Archive for May, 2012

Perfect forwarding and overload resolution

Wednesday, May 30th, 2012

One of the things that are made possible in C++11 thanks to rvalue references is perfect forwarding. I am sure you’ve already read about this feature and seen some examples. However, as with many new features in C++11, when we move beyond toy code and start using them in real applications, we often discover interactions with other language features that weren’t apparent initially. Interestingly, I’ve already run into a somewhat surprising side effect of perfect forwarding, which I described in the “Rvalue reference pitfalls” post. Today I would like to explore another such interaction, this time between perfect forwarding and overload resolution.

If we have just have one function (or constructor, etc.) that implements perfect forwarding, then the compiler’s job in resolving a call to such a function is straightforward. However, if a forwarding function is part of an overloaded set, then things can get interesting. Suppose we have the following existing set of overloaded functions:

void f (int);
void f (const std::string&);

And here are some sample calls of these functions:

int i = 1;
std::string s = "aaa";
 
f (i);     // f(int)
f (2);     // f(int)
f (s);     // f(string)
f ("bbb"); // f(string)

Suppose we now want to add a “fallback” function that forwards the call to some other function g(). The idea here is that our fallback function should only be used if none of the existing functions can be called. Sounds easy, right?

template <typename T>
void f (T&& x)
{
  g (x);
}

With this addition, let’s see which functions get called for the above example:

f (i);     // f(int)
f (2);     // f(int)
f (s);     // f(T&&) [T = std::string&]
f ("bbb"); // f(T&&) [T = const char (&)[4]]

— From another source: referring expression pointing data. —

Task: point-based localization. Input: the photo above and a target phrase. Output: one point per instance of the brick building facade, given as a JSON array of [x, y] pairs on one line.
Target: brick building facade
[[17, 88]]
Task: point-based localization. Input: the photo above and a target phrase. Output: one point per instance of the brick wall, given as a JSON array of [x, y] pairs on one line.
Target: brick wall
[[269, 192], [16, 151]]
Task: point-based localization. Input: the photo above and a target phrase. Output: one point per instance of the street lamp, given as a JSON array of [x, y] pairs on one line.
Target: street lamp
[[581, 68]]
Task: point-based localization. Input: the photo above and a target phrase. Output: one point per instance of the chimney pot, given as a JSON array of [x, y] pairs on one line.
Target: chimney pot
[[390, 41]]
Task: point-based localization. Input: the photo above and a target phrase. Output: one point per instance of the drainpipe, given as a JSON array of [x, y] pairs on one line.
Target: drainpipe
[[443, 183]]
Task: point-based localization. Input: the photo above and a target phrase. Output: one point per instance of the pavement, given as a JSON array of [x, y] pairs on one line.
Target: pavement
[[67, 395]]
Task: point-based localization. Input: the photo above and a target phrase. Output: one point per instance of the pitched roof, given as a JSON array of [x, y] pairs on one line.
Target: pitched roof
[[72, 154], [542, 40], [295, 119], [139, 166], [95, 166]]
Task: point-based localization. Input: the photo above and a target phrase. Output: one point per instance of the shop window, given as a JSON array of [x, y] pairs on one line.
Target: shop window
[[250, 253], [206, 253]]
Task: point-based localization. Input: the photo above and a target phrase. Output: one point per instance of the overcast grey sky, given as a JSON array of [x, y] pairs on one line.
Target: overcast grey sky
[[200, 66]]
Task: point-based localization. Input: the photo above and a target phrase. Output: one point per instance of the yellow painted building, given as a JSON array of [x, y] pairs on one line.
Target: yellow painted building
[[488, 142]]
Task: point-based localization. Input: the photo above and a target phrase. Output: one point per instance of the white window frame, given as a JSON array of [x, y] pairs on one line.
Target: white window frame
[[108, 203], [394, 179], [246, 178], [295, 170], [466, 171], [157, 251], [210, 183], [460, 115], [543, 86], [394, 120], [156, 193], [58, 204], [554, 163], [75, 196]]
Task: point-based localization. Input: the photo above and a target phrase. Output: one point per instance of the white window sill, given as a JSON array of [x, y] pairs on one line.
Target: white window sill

Whoa, what just happen? This is definitely not something that we want. We expect the C++ compiler to select the most specialized functions which in this case means the compiler should prefer non-templates over our forwarding function. As it turns out, this is still the rule but things get a bit more complex because of the perfect forwarding. Remember that the whole idea of perfect forwarding is that we get the perfect parameter type for whatever argument we pass. The C++ compiler will still choose the most specialized function (non-template in our case) over the forwarding function if it has the parameter type that matches the argument perfectly. Otherwise the forwarding function is a better match.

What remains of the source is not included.